In the second part of MFR-Net’s database (for identification of numbers, letters, and symbols), sixteen classes are employed including ten classes for recognition of numbers zero to 9 and six classes for recognition of prefix f, implying that the next figure is the feature’s number, decimal point, comma, ± sign, radius R, and parentheses, which are labeled by f, d, c, t, r, and p, respectively. Figure 4 shows examples of tagging the images of numbers and symbols.

Fig. 4
figure 4

Examples of labeling the numbers and symbols in the 2nd part of MFR-Net’s dataset: a number 5 and letter R, b numbers 2, 4, 7, 9, and comma and parentheses, c numbers 1, 8, 3, dot, and ± sign, and d 6 and zero numbers

In these images, the background color and image size of numbers and letters vary in the database.

All the images in the database were manually tagged with the mentioned formats and turned into information in a format that can be used by the deep learning network for network training. The 34 classes illustrated in Figs. 3 and 4 are described in Table 1.

Table 1 Specifications of the defined classes of MFR-Net

The format employed to describe the coordinates of the feature is fa (x, y, z). In this format, f is employed to indicate the direction and starting location of reading the digits and symbols. This letter is followed by the feature number, a. The coordinate of the feature is expressed by the distances of its starting point from the workpiece’s zero along X, Y, Z coordinates. The workpiece zero (0, 0, 0) is coincident with the reference point of the machine tool.

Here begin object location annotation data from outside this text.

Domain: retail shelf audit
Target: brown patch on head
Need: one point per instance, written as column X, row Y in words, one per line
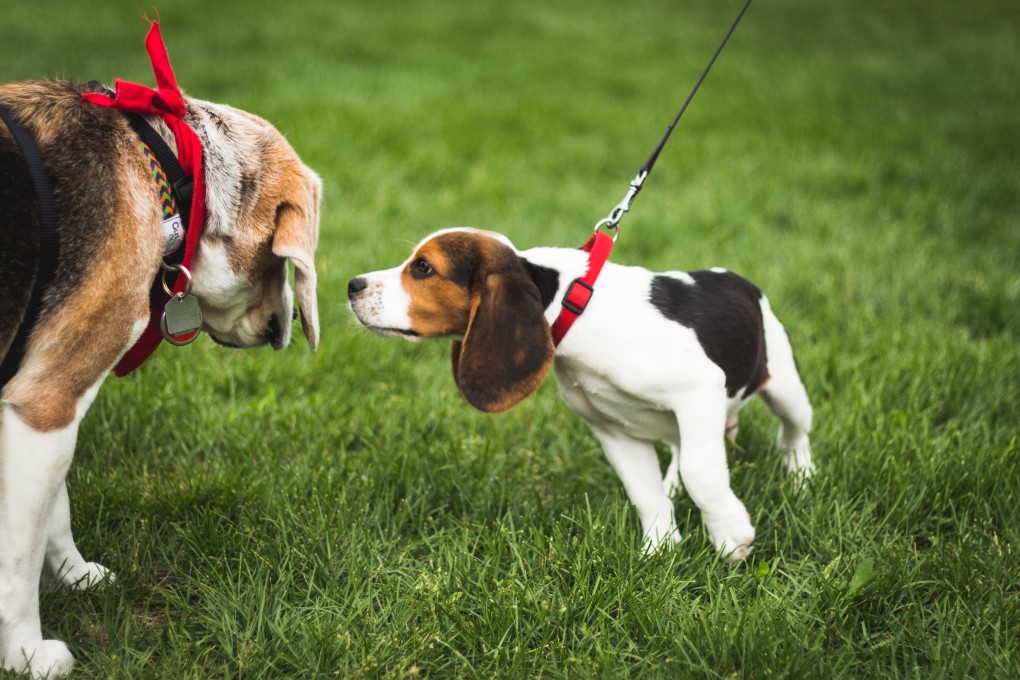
column 273, row 204
column 438, row 280
column 470, row 284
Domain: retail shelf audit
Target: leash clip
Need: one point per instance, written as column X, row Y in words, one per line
column 616, row 214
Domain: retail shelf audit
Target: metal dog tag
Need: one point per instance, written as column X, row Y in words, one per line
column 182, row 315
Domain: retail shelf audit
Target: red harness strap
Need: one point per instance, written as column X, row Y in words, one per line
column 166, row 102
column 580, row 290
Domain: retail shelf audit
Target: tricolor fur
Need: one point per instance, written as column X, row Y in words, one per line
column 656, row 357
column 262, row 210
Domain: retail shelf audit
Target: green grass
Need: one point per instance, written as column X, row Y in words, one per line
column 346, row 514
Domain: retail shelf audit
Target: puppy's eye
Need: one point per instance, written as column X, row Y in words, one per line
column 420, row 268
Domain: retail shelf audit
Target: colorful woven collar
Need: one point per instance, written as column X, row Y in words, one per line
column 173, row 228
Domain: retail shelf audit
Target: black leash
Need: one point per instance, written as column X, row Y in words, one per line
column 49, row 243
column 616, row 214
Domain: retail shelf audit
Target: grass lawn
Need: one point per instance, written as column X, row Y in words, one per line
column 346, row 514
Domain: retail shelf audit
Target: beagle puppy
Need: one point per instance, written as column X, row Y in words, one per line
column 655, row 357
column 261, row 212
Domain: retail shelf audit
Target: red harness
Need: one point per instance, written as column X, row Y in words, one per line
column 166, row 102
column 580, row 290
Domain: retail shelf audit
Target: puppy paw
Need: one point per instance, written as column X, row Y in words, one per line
column 45, row 661
column 733, row 538
column 88, row 576
column 661, row 537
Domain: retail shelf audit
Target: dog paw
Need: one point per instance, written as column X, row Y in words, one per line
column 46, row 661
column 732, row 538
column 89, row 576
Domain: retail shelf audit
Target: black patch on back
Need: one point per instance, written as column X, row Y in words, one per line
column 546, row 279
column 724, row 312
column 88, row 143
column 18, row 238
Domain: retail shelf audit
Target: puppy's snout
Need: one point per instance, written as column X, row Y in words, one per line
column 356, row 285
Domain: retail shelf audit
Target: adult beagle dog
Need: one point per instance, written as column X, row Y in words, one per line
column 261, row 210
column 655, row 357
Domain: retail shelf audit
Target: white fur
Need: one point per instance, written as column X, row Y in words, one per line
column 638, row 377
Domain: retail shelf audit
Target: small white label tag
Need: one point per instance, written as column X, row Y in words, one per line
column 173, row 233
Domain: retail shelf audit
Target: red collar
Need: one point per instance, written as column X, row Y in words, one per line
column 166, row 102
column 580, row 290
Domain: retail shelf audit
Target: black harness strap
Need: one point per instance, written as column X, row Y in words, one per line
column 49, row 243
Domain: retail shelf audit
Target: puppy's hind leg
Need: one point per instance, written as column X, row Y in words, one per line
column 702, row 420
column 671, row 480
column 786, row 398
column 638, row 467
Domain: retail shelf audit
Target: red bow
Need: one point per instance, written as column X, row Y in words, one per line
column 168, row 104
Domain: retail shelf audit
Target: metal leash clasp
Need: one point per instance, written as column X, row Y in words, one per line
column 616, row 214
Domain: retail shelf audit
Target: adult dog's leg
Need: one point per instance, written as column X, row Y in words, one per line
column 63, row 561
column 33, row 466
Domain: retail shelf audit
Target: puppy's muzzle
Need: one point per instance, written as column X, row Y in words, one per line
column 356, row 285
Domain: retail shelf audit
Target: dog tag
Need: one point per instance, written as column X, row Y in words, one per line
column 182, row 315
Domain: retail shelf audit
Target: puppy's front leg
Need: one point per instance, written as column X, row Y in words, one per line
column 33, row 466
column 638, row 467
column 702, row 420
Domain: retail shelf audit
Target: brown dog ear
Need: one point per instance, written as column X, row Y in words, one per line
column 296, row 239
column 508, row 347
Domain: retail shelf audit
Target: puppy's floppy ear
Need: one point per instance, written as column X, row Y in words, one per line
column 296, row 238
column 508, row 347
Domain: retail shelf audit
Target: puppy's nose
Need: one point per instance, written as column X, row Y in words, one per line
column 356, row 285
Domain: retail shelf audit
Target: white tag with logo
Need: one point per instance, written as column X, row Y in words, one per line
column 173, row 233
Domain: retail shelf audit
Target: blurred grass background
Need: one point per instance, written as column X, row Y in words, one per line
column 346, row 514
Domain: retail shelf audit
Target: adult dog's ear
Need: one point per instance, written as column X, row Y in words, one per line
column 508, row 347
column 296, row 239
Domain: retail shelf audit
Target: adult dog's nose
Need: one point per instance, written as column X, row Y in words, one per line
column 356, row 285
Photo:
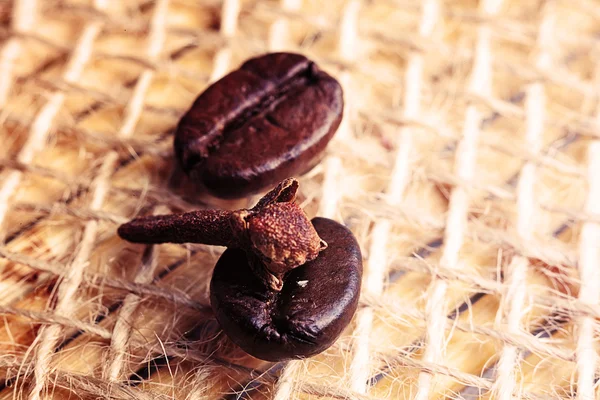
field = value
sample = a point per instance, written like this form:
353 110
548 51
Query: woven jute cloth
467 165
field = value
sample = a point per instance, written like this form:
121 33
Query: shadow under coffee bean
264 122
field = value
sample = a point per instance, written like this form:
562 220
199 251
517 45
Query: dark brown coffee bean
316 303
276 231
268 120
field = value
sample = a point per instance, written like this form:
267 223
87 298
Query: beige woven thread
465 165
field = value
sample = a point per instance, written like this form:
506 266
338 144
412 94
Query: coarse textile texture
466 165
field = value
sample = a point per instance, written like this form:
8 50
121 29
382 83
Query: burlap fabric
467 165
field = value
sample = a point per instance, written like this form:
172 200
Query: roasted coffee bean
264 122
316 303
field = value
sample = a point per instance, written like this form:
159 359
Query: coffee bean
316 303
264 122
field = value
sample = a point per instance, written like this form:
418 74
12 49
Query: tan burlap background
467 165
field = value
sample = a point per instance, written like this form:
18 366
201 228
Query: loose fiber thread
347 46
589 274
459 200
49 337
42 123
122 329
279 39
377 262
516 272
124 324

After labeling all the image data in the database, this labeled image data was converted to text data by the Labelimg software and a text file in xml format was prepared for each tagged image. Then all the text data of the database were saved in two separate files in CSV format: one for the shape, format, and position of the dimensions of the machining features and the other for the dimensions, sizes, and signs in the supplementary data; data files related to each of the two networks used in the MFR-Net are presented.

In the last step of data preparation, each of the two mentioned CSV files is converted to a TF record file, which converts the database data into a binary format that can be understood by the computer.

2.3 MFR-Net training

The main functions of network training are concentrated on updating the values of network weights. In MFR-Net, such as other deep learning networks, there are two kinds of unknown parameters: hyper parameters that are determined by the network designer in the design phase and parameters that are determined automatically by the network through network training. The hyper parameters include the number of network layers, learning rate coefficient, activation function, error function, and some other ones that are determined based on the problem. In the present study, these parameters are selected based on YOLO deep learning network [30] with some changes made, for instance, in the number of primary characteristics, dimension of the input image to the network, learning rate, and some other parameters. The other hyper parameters such as activation function, number and dimensions, and filter tensors were adopted in this research after examining them in the Google virtual laboratory or the virtual graphics card of the Google website called Google Collaboratory.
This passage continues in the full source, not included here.